Outcomes are overwhelmingly positive, but one of the most encouraging results from using enhanced recovery has been the reduction in opioid use in post-surgical patients. As the opioid epidemic rages, hospitals are reassessing the ways patients undergoing surgery are treated for pain.

“Enhanced recovery protocols have had a tremendous impact on our opioid usage,” said Parlier, “and it’s helping us do our part to help our community with that problem.”

Here is how Enhanced Recovery is improving patient care at Passavant:

Then: Patients received basic information about their surgeries but mostly relied on doctors to facilitate recovery.
Now: Medical staff explain procedures in detail so patients know what to expect before, during and after surgery.
Why It Helps: “Engagement is huge,” said Newman. When patients feel invested in their own care, they are more likely to follow pre- and post-op instructions.

Then: No food or drink after midnight the evening before surgery.
Now: Guidelines vary, but most patients can eat solid foods up to eight hours pre-procedure, and many continue sipping clear liquids up to two hours before surgery.
Why It Helps: Fasting weakens the body. Well-hydrated patients report lower instances of nausea from anesthesia and pain medication. “By allowing patients to drink a carbohydrate beverage two hours prior to surgery, they are happier, their blood sugar levels are more normal and the body adapts to surgery better without additional risk,” said Newman.

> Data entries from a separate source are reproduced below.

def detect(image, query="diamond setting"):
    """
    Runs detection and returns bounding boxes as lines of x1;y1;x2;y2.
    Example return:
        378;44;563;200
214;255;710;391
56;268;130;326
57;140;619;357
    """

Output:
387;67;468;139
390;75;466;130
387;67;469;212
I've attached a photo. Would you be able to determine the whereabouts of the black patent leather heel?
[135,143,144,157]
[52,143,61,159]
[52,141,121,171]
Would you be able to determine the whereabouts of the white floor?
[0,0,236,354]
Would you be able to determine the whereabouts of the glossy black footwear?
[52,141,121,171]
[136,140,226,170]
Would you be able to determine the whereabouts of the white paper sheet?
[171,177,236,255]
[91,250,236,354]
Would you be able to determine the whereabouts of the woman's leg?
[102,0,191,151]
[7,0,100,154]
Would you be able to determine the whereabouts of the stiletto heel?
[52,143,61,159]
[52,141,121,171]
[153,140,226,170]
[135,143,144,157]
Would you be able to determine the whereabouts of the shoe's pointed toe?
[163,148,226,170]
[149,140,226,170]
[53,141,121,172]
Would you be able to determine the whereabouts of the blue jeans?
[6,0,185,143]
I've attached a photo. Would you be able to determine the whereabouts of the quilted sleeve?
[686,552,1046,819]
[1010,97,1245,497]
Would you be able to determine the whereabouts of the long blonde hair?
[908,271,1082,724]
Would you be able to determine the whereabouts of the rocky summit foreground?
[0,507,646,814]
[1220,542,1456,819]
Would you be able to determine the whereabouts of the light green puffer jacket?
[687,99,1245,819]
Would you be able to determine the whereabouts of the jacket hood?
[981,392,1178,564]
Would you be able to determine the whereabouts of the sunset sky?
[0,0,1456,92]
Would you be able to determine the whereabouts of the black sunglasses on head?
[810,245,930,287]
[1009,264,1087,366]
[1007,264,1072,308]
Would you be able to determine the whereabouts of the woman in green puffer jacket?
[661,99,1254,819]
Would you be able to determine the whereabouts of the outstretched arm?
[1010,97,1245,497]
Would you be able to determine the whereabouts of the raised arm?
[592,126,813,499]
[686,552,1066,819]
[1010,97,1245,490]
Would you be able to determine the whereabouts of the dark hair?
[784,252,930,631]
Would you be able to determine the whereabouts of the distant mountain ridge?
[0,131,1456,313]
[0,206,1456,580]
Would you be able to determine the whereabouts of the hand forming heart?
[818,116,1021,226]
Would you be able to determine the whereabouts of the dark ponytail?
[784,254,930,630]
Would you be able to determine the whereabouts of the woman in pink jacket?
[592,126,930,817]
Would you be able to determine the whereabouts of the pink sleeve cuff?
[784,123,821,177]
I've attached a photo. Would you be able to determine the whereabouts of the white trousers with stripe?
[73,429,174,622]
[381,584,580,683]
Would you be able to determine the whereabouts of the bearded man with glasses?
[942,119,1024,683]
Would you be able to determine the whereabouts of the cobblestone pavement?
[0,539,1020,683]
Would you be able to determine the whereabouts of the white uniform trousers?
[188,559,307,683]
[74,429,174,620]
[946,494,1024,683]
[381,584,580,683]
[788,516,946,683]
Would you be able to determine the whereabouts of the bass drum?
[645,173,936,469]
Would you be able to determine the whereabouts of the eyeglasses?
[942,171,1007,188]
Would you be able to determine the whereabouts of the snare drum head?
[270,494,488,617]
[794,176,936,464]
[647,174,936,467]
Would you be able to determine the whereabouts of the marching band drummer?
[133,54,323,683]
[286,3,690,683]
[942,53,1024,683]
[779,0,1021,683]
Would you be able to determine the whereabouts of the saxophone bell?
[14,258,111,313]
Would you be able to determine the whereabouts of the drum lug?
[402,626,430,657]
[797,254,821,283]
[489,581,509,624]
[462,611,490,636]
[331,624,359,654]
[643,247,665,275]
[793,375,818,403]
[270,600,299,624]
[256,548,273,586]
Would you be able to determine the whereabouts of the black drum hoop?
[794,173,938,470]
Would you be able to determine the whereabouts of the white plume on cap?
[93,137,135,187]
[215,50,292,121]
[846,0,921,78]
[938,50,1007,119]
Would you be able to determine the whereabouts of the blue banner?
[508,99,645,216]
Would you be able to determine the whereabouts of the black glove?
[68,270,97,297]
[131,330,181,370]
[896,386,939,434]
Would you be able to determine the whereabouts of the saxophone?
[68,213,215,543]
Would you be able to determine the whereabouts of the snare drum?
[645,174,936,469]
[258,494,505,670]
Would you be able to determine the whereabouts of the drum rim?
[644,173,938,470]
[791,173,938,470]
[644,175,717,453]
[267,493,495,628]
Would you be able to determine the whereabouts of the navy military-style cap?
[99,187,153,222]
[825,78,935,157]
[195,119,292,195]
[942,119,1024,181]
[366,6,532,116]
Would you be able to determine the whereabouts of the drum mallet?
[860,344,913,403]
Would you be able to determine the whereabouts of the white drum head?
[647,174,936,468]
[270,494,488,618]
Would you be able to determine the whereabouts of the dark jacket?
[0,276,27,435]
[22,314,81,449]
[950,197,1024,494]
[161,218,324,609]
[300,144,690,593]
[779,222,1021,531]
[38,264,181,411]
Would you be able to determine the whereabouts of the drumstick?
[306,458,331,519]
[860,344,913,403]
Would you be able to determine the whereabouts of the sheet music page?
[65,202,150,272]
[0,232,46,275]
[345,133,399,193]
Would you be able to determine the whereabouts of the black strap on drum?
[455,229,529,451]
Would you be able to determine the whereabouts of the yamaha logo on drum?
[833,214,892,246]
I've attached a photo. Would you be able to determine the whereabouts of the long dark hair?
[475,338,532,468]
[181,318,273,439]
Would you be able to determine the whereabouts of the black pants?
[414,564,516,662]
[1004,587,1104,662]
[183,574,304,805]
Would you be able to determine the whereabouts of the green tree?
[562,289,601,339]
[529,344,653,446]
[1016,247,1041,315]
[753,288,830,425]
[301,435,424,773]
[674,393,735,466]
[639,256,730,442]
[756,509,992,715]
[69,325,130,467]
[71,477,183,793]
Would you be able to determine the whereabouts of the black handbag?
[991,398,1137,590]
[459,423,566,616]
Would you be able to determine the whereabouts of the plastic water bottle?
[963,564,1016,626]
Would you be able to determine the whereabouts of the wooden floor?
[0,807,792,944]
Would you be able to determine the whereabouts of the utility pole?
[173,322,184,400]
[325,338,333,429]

Then: Intravenous fluids used generously after surgery.
Now: Patients who can drink water about 30 minutes after surgery often get enough fluids without the IV.
Why It Helps: Guesswork about fluids is eliminated. The body’s thirst mechanism is the most accurate indication of a patient’s level of dehydration.

Then: Surgery meant recovering in bed.
Now: Patients are encouraged to get up and move around within hours of surgery. “One of the most influential interventions we can do is transitioning patients back to the normal activities of daily living,” said Newman. “This means walking frequently, only using beds for sleeping and resuming eating and drinking as fast as the patient can tolerate.”
Why It Helps: Lying in bed too long can lead to bed sores, surgical site infections, pneumonia, and blood clots. Being mobile helps the body recover more quickly.

Then: Morphine and other opioid painkillers were post-surgery mainstays.
Now: Doctors try non-narcotic pain relief measures, like Tylenol and regional anesthesia, before turning to opioids.
Why It Helps: A fleet of non-opioid painkillers can be just as effective, while avoiding potentially life-altering side effects like addiction.

“In shooting for these outcomes, the research shows, everything else tends to fall in line and the patient is not having [serious post-surgical complications],” said Newman. “If a patient is drinking, eating, mobilizing and sleeping, that patient is probably having a great outcome.”